REPUBLIKA.CO.ID, JAKARTA -- Juru Bicara Kementrian Luar Negeri, Arrmanatha Nasir menyampaikan pihak Kementrian Luar Negeri belum bisa mengkonfirmasi terkait dua mantan pilot asal Indonesia yang tergabung dengan kelompok radikal Negara Islam Irak dan Suriah (ISIS).
"Kami mengetahui informasi ini juga dari berita tadi pagi. Saat ini kami sudah menghubungi pihak keamanan seperti Polri, BNPT dan Densus 88 untuk konfirmasi kedua kasus ini," ujar Tata sapaan akrab Arrmanatha di Kantor Kemenlu, Jalan Taman Pejambon, Jakarta Pusat, Kamis (9/7).
Menurut Tata, pihak keamanan Indonesia mempunyai kemampuan memonitor WNI yang terlibak kelompok radikal.

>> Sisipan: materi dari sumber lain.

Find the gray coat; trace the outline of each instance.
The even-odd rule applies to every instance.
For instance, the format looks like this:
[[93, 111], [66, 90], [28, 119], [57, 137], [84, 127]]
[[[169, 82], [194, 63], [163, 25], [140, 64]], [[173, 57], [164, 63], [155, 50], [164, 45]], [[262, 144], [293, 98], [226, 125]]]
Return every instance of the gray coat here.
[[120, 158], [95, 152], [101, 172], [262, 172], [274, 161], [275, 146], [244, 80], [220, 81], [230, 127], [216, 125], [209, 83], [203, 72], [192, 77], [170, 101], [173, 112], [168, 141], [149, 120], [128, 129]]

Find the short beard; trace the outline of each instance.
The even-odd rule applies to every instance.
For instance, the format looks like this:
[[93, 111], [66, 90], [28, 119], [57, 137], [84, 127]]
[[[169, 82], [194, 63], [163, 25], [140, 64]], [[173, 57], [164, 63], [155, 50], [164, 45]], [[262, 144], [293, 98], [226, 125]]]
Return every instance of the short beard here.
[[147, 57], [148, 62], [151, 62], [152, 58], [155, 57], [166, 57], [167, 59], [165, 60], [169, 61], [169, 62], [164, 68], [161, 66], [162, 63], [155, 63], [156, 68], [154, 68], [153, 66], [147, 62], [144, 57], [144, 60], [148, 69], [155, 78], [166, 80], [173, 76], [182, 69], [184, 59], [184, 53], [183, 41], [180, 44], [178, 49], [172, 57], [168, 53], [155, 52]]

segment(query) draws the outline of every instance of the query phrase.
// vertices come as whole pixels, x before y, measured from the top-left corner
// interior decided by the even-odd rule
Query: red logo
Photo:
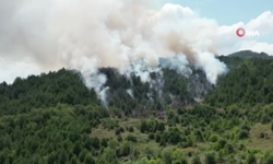
[[[245,36],[246,31],[245,31],[244,28],[238,28],[238,30],[236,31],[236,34],[237,34],[237,36],[239,36],[239,37],[242,37],[242,36]]]

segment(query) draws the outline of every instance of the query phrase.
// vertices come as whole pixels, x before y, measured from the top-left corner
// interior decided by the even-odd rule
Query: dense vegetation
[[[273,60],[219,59],[229,71],[215,86],[199,70],[165,69],[158,89],[103,68],[107,107],[76,71],[3,82],[0,163],[273,164]]]

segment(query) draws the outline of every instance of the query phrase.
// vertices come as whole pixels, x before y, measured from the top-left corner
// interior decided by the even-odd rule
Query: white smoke
[[[164,67],[188,72],[203,69],[215,83],[225,66],[214,58],[217,24],[199,19],[189,8],[165,4],[151,10],[138,0],[0,0],[0,62],[20,60],[40,71],[78,69],[86,85],[106,98],[106,77],[98,67],[128,72],[130,63],[143,82],[156,70],[159,58],[175,57]],[[150,3],[150,7],[152,4]],[[8,70],[0,63],[0,73]],[[14,66],[15,67],[15,66]],[[31,68],[31,67],[29,67]],[[34,68],[34,67],[33,67]],[[10,70],[20,72],[10,66]],[[36,73],[37,69],[29,71]],[[22,73],[22,72],[20,72]],[[22,75],[17,73],[17,75]],[[5,77],[5,74],[4,74]],[[0,81],[7,80],[0,75]]]
[[[159,63],[162,68],[175,70],[178,74],[183,74],[185,77],[189,77],[192,73],[191,69],[189,68],[190,63],[185,55],[177,55],[170,58],[161,58]]]
[[[131,89],[126,90],[126,92],[130,95],[131,98],[134,98],[133,91]]]

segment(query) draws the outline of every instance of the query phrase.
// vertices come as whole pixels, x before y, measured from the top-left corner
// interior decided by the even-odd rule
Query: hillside
[[[107,106],[75,70],[3,82],[0,163],[272,164],[273,60],[237,55],[219,57],[216,85],[201,70],[151,85],[100,68]]]

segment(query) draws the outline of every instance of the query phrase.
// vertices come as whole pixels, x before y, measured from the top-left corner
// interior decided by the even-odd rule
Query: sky
[[[273,1],[272,0],[163,0],[161,5],[164,3],[176,3],[182,7],[188,7],[201,17],[207,17],[215,20],[219,26],[230,26],[239,22],[245,24],[249,23],[251,20],[256,20],[264,12],[271,12],[271,19],[264,19],[263,22],[270,22],[271,28],[273,31]],[[250,28],[251,30],[251,28]],[[251,38],[252,42],[259,42],[260,44],[271,44],[270,47],[265,50],[270,55],[273,55],[273,33],[263,34],[263,30],[258,30],[261,34],[260,37]],[[262,35],[263,34],[263,35]],[[249,40],[250,42],[250,40]],[[251,44],[250,44],[251,45]],[[252,50],[262,51],[262,48],[253,48]],[[251,49],[251,46],[246,46],[246,49]],[[244,48],[242,48],[244,49]],[[233,49],[233,50],[236,50]],[[230,51],[223,51],[224,55],[227,55]]]
[[[272,0],[0,3],[0,82],[63,67],[84,72],[97,67],[122,68],[139,58],[156,65],[159,57],[177,52],[195,58],[207,71],[212,63],[214,70],[221,68],[209,54],[253,50],[273,55]],[[260,35],[238,37],[239,27]]]

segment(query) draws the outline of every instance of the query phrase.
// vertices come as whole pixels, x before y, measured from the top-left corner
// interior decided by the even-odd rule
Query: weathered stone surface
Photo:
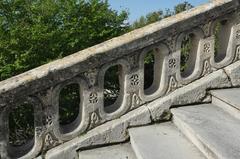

Namun, karena jumlahnya yang cukup banyak dan tidak semua terverifikasi menjadi satu tantangan yang dihadapi Indonesia.
"Untuk data kami masih belum bisa memastikan. karena jumlah yang berbeda-beda sulit untuk mengetahui," kata Tata menerangkan.
Bahkan, sambung Tata, bukan hanya di Indonesia yang merupakan negara berkembang. Negara maju seperti Inggris pun kesulitan menghadapi warga negaranya yang bergabung dengan kelompok radikal tersebut.
"Makanya harus saling membantu menghadapi warga negara yang ikut paham radikal dan merupakan tantangan kita. banyak pihak yang memonitor gerak setiap orang yang dipandang terlibat gerakan radikal," ucapnya.